A Night in the Lonesome October by Roger Zelazny. Chapter 23, 24, 25

“If you can get into the house, I can show it to you,” he said.

“Oh,” I said. “What do you think, Gray?”

“I’m curious,” she told me.

“How do we go about it?” I asked. “Any open windows? Unlocked doors?”

“You couldn’t fit in through my opening. It’s just a little hole, up in the attic. The back door is usually unlocked, but it takes a human to open it.”

“Maybe not,” Graymalk said.

“We will have to wait till the constable and his men are gone,” I said.

“Of course.”

We waited, hearing the puzzlement over the unnatural remains of the three repeated many times. A doctor came and looked and shook his head and took notes and departed, after deciding that there was only one human body, Owen’s, and promising to file a report in the morning. Mrs. Enderby and her companion stopped by and chatted with the constable for a time, glancing at Graymalk and me almost as much as at the remains. She left before too long, and the remains were sacked and labeled and hauled away in a cart, along with what remained of the baskets, which were also labeled.

As the cart creaked away, Graymalk, Cheeter, and I glanced at each other. Then Cheeter flowed up the bole of a tree, drifted from its top to that of another, then over to the roof of the house.

“It would be nice to be able to do that,” Graymalk remarked.

“It would,” I agreed, and we headed for the back door.

I rose as before, clasped the knob tightly and twisted. Almost. I tried again, a little harder, and it yielded. We entered. I shouldered the door nearly closed, withholding the final pressure that would have clicked it shut.

We found ourselves in the kitchen, and from overhead I could hear the hurrying of someone small with claws.

Cheeter arrived shortly, glancing at the door.

“His workshop is downstairs,” he said. “I’ll show you the way.”

We followed him through a door off of the kitchen, and down a creaking stairway. Below, we immediately came into a large room that smelled of the out-of-doors. Cut branches, baskets of leaves and roots, cartons of mistletoe were stacked haphazardly along the walls, on shelves, and on benches. Animal skins occupied several tabletops and were strewn over the room’s three chairs. Diagrams were chalked in blue and green on both ceiling and floor, with one prominent red one covering much of the far wall. A collection of ephemeridae and of books in Gaelic and Latin filled a small bookcase beside the door.

“The sickle,” I said.

Cheeter sprang atop a small table, landing amid herbs. Turning, he leaned forward, hooked his claws beneath the front edge of a small drawer. He jiggled it and drew upon it. It began to move forward to this prompting.

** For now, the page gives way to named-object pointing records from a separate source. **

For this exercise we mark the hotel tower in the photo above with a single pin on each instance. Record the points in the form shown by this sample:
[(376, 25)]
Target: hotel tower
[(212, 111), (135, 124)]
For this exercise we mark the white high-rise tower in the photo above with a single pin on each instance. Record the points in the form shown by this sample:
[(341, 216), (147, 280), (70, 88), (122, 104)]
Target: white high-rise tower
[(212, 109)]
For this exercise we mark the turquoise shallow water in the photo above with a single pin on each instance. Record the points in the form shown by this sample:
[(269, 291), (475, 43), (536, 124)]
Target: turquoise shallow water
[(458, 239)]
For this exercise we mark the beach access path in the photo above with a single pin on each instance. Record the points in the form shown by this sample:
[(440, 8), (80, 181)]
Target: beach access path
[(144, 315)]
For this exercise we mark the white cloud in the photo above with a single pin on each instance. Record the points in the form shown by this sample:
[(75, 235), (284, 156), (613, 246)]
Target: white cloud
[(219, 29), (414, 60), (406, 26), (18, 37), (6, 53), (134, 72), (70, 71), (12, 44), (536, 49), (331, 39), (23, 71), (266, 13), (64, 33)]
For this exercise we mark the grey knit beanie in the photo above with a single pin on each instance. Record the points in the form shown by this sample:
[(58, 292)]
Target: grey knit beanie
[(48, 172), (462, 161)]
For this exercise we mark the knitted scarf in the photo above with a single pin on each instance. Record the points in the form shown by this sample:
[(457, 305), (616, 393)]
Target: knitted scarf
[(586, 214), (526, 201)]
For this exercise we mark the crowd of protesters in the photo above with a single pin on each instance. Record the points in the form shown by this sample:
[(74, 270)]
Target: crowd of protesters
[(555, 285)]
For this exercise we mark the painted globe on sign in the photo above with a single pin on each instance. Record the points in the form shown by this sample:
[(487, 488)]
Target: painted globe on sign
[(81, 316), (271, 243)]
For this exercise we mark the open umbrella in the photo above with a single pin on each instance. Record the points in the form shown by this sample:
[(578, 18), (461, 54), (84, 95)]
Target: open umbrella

“Unlocked,” he observed. “Let’s see now.”

He drew it farther open, so that, rising onto my hind legs, I could see into it. It was lined with blue velvet which bore a sickle-shaped impression at its center.

“As you can see,” he stated, “it’s gone.”

“Anyplace else it might be?” I asked.

“No,” he replied. “If it isn’t here, it was with him. Those are the alternatives.”

“I didn’t see it anywhere out back,” Graymalk said, “on the ground, or in that, mess.”

“Then I’d say that someone took it,” Cheeter said.

“Odd,” I said then. “It was a thing of power, but not really one of the Game tools, like the wands, the icon, the pentacle, and, usually, the ring.”

“Then someone just wanted it for the power, I guess,” Cheeter said. “Mostly, I think, they wanted Owen out of the Game.”

“Probably. I’m trying to link his death to Rastov’s now. It would be strange to consider the killer as one player, though, with Owen an opener and Rastov a closer.”

“Hm,” Cheeter said, jumping down. “I don’t know. Maybe. Maybe not. Rastov and Owen had some long talks very recently. I got the impression from listening that Owen was trying to talk Rastov into switching, all his liberal sympathies and his Russian sentiments could have been pushing him in a revolutionary direction.”